Per quelli che come me seguivano certi mondi, a partire dal 2004 fu chiaro che qualcosa di nuovo anche a livello ideologico andava componendosi, certo in modo e con ingredienti diversi, intorno a Putin in Russia come ad altri nuclei in altri paesi (penso per esempio all’India ma anche all’evoluzione del gruppo post-dengista in Cina, del Trumpismo ma anche di certa “nuovissima” sinistra in Usa, e persino ai Cinque Stelle o a un certo neo-social-nazionalismo in Italia), e che questo qualcosa trovava sponda in, e traeva forza da un “Occidente” davvero in crisi. Uso le virgolette perché l’Occidente è un concetto intellettuale e storico, NON geografico e fisso, legato ai valori di una libertà anche individuale declinabile in modi molto diversi e sempre cresciuta accanto e insieme a oppressione e ingiustizia e quindi comprensibilmente accusabile di ipocrisia, se non si prestasse attenzione al fatto che almeno in questi “Occidente” essa è in qualche modo e comunque sopravvissuta.
L’Occidente a mio avviso (e per me purtroppo, ma questo è un giudizio personale) oggi in crisi terminale è quello nato dopo il 1945 da un’unione tra Stati Uniti e Europa occidentale che fino agli anni Sessanta ha dominato il mondo non socialista. Prima di esso vi erano stati — in una catena di cui dimentico sicuramente alcune maglie e che limito alla nostra storia — quello greco classico, quello cristiano e quello dello stoicismo imperiale romano, quello dei comuni italiani, del Rinascimento, dell’illuminismo anglo-francese, nonché della grande cultura e della grande scienza tedesca e anche russa, il cui tramonto Spengler annunciò con tanta amarezza nella prima guerra mondiale.
La crisi del nostro Occidente, visibile negli anni Settanta e poi nascosta dal trionfo del 1991, era nel primo decennio del nostro secolo sotto gli occhi di tutti, Putin compreso. Da un certo punto di vista, il suo ultimo “presidente” è stato Bush jr, e Obama il primo della nuova era. Non vi è per esempio dubbio che un ruolo importante nell’incoraggiare Putin lo abbiano giocato le minacce formali di Obama a Assad, prima formalmente annunciate e poi non realizzate, anche perché il vero perno di quella presidenza era –dichiaratamente e non irragionevolmente– la costruzione di un’America migliore e non la guida del “mondo libero”, un’America tra l’altro non più (tranne che tra gli anziani) un paesi di italo-, ebreo- o polacco-americani, ma piuttosto di appena arrivati messicani, indiani, cinesi, africani ecc.

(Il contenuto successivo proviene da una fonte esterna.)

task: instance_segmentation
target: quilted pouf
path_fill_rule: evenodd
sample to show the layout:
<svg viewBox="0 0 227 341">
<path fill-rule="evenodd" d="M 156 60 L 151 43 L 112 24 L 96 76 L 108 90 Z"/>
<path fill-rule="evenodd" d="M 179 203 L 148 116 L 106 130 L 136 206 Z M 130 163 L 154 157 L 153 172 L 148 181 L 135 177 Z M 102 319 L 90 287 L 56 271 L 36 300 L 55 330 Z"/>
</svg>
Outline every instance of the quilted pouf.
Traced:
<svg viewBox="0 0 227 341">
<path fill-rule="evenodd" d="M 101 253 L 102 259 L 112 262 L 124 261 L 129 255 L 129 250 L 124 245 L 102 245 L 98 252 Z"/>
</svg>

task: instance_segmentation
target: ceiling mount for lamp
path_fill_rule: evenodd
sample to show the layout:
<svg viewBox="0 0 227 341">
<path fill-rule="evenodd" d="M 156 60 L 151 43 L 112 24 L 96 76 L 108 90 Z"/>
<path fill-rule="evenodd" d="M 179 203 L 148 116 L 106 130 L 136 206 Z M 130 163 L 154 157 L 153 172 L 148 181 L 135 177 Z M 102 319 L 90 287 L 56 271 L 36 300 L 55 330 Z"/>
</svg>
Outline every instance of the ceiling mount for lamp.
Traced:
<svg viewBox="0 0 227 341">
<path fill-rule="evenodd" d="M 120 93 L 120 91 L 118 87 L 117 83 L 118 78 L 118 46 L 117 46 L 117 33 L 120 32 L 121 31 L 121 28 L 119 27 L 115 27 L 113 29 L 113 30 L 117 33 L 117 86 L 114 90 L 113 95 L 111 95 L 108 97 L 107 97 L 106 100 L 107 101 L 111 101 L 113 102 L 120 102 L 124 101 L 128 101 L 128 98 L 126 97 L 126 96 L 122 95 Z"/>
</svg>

È il declino — economico come demografico (i dati sono impressionanti), culturale e politico — di quest’ultima incarnazione dell’Occidente, che credo molti rimpiangeranno malgrado le sue ipocrisie, i suoi vizi, e i suoi errori, non certo la paura della minaccia di una Nato che non teme affatto, ad aver convinto Putin che si poteva agire, e tante élite mondiali a pensare che l’ordine del mondo potesse e dovesse essere riscritto, anche se certo non da un paese in realtà “piccolo”, povero e in crisi come la Russia. Una Russia, la cui perdita nel 1917, fu uno dei fattori fondamentali del tramonto dell’Occidente ‘spengleriano’ e una Russia con cui negli anni Novanta non ci si è riusciti a riunire credo essenzialmente a causa del passato sovietico.